Improved domestic demand could help manufacturers amid a global economic slowdown, reducing the impact of US President-elect Donald Trump's proposed new tariffs on Chinese goods.
“The worst part of the volume seems to be over, businesses are getting a lot of orders,” said Xu Tianchen, an economist at the Economic Development Unit. “But there's a big risk of a slowdown in activity again if stimulation is reduced.”
“The main thing is that the stimulus must be maintained.”
The manufacturing PMI new orders index rose to 51.0 this month—an eight-month high—from 50.8 in November. But new export orders, employment, factory-gate price indices all remained firm in negative territory, the NBS said.
The mixed manufacturing and retail sales data for November released earlier this month underscores how challenging it will be for Beijing to raise a sustainable economy by 2025. up customer-focused innovation.
The non-manufacturing PMI, which includes construction and services, rose to 52.2 this month, after declining to 50.0 in November. The NBS cited an upward trend in the growth of China's financial services, telecommunications and travel sectors.
Following the data, China's blue chip index fell by 0.6%, while Hong Kong rose by 0.35%.
KEEP THE REVIVAL COMING
Analysts at Nomura cautioned that it was too early to say whether support measures such as the consumer goods trading scheme and easing restrictions on property purchases, for example, had done enough to get the economy on a more keel in the long term.
“The increase in the purchase of durable goods can be followed by significant recovery effects. The property sector has not really recovered, weighed down by the debt burden of distressed developers,” they said in the article, adding that Trump is back in the White House. poses a risk to Chinese retailers.
Trump has vowed to impose a 10% tariff on Chinese goods to force Beijing to stop selling Chinese-made chemicals used in the production of fentanyl. He also promised tariffs of more than 60% on Chinese goods during his campaign, which poses a serious threat to growth in the country's top exporter.
At an agenda-setting meeting earlier this month, policymakers promised to expand the budget deficit, issue more debt and loosen monetary policy to support economic growth.
The World Bank last week raised its growth forecasts for China in 2024 and 2025, but warned that household and business confidence, as well as heads in the property sector, will weigh on economic growth next year. At its peak in 2021, the sector accounted for about a quarter of the economy.

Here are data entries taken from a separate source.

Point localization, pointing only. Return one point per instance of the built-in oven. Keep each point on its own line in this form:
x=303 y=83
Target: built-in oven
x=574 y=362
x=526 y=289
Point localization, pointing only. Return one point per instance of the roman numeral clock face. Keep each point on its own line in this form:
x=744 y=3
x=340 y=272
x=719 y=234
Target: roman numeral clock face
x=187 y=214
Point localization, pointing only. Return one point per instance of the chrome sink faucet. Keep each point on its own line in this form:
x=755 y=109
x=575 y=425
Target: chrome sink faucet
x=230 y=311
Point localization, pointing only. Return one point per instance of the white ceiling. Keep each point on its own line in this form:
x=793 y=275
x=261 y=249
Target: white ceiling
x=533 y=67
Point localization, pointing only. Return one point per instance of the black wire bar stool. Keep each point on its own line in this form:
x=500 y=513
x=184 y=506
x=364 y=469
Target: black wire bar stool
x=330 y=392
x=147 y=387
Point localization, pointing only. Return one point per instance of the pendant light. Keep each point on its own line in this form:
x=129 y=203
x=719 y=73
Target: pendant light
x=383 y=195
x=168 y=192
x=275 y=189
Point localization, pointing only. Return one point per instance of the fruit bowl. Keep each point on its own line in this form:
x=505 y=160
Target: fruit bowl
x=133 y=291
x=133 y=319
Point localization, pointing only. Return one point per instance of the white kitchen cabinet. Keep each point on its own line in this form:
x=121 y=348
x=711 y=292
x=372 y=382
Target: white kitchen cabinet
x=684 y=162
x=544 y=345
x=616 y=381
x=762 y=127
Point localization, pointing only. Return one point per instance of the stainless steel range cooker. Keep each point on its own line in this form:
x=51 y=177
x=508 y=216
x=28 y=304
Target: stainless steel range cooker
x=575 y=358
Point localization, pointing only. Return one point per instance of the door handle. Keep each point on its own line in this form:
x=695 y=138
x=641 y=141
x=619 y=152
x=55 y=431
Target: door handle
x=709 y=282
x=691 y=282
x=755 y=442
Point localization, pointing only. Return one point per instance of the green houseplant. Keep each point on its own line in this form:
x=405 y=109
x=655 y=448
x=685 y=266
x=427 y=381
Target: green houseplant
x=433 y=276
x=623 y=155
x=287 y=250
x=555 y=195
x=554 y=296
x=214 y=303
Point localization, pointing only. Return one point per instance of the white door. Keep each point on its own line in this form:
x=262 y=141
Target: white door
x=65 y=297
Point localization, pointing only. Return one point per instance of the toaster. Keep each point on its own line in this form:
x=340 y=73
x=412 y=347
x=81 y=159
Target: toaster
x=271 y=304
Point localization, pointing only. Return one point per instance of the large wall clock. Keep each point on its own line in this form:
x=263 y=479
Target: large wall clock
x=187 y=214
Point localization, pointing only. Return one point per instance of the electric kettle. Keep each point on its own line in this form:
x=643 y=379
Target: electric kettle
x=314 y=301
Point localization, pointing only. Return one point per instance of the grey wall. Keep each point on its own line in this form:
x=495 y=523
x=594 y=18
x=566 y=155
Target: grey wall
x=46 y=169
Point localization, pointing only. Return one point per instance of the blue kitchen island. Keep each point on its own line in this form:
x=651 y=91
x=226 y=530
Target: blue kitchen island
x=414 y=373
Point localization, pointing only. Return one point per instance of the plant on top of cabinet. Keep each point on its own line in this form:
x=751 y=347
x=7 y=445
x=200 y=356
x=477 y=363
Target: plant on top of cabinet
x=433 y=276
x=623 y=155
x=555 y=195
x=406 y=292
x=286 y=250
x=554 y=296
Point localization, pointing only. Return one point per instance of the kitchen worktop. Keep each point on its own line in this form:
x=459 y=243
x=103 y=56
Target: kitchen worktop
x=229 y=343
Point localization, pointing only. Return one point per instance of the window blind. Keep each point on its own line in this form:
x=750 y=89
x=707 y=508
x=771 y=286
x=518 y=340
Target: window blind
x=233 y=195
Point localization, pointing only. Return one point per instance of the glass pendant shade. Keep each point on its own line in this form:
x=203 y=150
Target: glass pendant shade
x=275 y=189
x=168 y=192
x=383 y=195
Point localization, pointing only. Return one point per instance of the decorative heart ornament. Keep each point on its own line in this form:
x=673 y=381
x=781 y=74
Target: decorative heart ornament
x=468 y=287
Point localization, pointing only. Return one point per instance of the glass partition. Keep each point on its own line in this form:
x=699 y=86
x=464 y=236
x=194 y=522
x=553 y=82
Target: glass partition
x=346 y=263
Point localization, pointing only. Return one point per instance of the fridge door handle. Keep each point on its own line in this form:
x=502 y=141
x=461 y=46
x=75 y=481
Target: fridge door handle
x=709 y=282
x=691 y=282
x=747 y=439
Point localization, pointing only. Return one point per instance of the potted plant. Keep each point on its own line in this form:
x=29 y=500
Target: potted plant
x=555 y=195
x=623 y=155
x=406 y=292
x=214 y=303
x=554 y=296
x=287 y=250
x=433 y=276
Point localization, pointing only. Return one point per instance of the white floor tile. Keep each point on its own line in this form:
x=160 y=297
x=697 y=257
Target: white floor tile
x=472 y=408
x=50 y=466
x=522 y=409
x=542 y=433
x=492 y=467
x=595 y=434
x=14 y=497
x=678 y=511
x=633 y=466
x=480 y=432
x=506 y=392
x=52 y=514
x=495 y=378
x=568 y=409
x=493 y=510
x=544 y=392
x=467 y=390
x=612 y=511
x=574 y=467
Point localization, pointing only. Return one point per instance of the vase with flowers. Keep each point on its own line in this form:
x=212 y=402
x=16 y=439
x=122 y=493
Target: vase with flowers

The Caixin private sector factory survey will be released on Thursday and analysts expect its reading to reach 51.7.
China's official December composite PMI, which includes manufacturing and services jobs, rose to 52.2 in December, from 50.8 in the previous month.
“The increase in policy support at the end of the year clearly provided near-term growth,” said Gabriel Ng, assistant economist at Capital Economics.
“But the increase may not last more than a few quarters, and Trump is likely to follow through on his tax threat next year with structural imbalances still running through the economy.”